Drawing extensively on Willie Lee Rose’s Rehearsal for Reconstruction, an influential chronicle of the Union’s early and blended efforts to assist freed black Individuals, Parthen argues that “what got here after the march was as a lot a crucible, as a lot a check, because the march itself.” Though Sherman triumphantly entered Savannah in December, a lot of the refugees by no means entered town. As an alternative, they had been despatched up the coast to Port Royal, the Union outpost on the South Carolina coast, the place about 15,000 freedmen lived alongside Northerners who had migrated south to function educators and missionaries.

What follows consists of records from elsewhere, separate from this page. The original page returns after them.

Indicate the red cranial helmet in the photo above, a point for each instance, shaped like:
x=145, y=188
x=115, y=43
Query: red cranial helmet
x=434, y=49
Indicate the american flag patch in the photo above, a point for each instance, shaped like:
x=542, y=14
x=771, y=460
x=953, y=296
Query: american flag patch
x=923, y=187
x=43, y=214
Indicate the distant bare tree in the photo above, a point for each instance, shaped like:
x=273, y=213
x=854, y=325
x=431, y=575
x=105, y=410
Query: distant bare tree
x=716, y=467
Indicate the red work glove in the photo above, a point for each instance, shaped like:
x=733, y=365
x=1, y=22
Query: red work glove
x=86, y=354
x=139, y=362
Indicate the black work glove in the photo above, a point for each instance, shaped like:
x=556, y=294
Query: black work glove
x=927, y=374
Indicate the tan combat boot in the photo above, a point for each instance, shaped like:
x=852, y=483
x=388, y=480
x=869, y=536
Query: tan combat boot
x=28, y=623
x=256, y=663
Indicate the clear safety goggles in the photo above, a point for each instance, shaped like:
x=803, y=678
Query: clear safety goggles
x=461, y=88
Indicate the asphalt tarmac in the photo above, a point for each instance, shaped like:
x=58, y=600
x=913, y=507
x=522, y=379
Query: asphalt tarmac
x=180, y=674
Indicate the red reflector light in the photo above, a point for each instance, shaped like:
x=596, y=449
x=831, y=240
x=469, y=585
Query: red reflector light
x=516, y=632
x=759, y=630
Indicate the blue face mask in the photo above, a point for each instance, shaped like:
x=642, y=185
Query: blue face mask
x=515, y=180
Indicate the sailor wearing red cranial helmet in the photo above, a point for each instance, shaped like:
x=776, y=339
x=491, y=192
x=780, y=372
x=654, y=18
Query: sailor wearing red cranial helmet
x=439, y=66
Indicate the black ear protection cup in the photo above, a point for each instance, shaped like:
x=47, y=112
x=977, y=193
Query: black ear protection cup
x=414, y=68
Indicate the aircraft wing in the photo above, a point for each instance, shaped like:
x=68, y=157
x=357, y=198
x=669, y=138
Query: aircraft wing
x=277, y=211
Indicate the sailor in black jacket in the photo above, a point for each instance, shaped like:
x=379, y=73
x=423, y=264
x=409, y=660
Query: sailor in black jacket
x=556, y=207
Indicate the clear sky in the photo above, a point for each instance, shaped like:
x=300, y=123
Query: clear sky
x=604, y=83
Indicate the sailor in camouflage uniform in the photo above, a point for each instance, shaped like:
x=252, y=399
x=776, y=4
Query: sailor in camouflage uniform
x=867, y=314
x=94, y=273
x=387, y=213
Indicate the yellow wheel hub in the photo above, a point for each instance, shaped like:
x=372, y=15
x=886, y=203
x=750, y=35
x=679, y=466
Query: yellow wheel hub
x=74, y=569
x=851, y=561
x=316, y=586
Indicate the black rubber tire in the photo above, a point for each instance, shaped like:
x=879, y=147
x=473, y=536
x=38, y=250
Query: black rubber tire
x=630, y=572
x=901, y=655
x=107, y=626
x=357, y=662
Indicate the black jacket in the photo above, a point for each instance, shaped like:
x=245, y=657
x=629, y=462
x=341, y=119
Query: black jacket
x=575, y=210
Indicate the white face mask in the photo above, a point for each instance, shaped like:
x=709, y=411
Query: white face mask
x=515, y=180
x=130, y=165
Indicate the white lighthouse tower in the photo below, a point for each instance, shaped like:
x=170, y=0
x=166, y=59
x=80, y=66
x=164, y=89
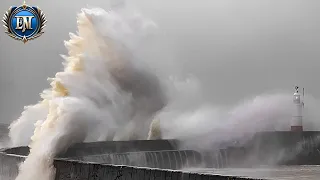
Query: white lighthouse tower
x=296, y=122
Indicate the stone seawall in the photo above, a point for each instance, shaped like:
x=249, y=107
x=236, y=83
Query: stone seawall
x=76, y=170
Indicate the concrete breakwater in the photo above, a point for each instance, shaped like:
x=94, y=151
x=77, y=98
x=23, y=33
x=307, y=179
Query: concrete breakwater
x=71, y=170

Right here, Brig. Basic Rufus Saxton, the army governor of the Southern Division, was ordered to grab all plantations beforehand occupied by the rebels and to feed, shelter, and customarily take care of the previous slaves. However when 17,000 Georgian refugees arrived, many needed to be housed in crude tents or sleep within the open, typically with out blankets. At the least 1,000 of them died from publicity.
On this, the second and considerably extra by-product half of his ebook, which is much less concerning the march than its aftermath, Parthen focuses largely on how the “hopes and failures” of the march continued, particularly as Sherman and Secretary of Battle Edwin Stanton, in Savannah, met with Garrison Frazier, a former slave pastor, who informed them, “We wish to be settled on land till we are able to purchase it and make our personal.” Sherman’s subsequent Particular Discipline Order No. 15 allowed freed women and men to choose a strip of conquered land that stretched from Charleston to Jacksonville underneath a provision that grew to become colloquially referred to as the “40 Acres and a Mule.”
Males like Edward Philbrick, one of many Northerners who got here to the Georgia Sea Islands with humanitarian intentions, bought 11 plantations on the strip, arrogantly assuming that by using freedmen on his property, he would result in their “upliftment.” As Parten rightly notes, Philbrick represented these capitalists who needed to “rework the slaveholding South within the picture of the North,” with its haughty, paternalistic privatization of land.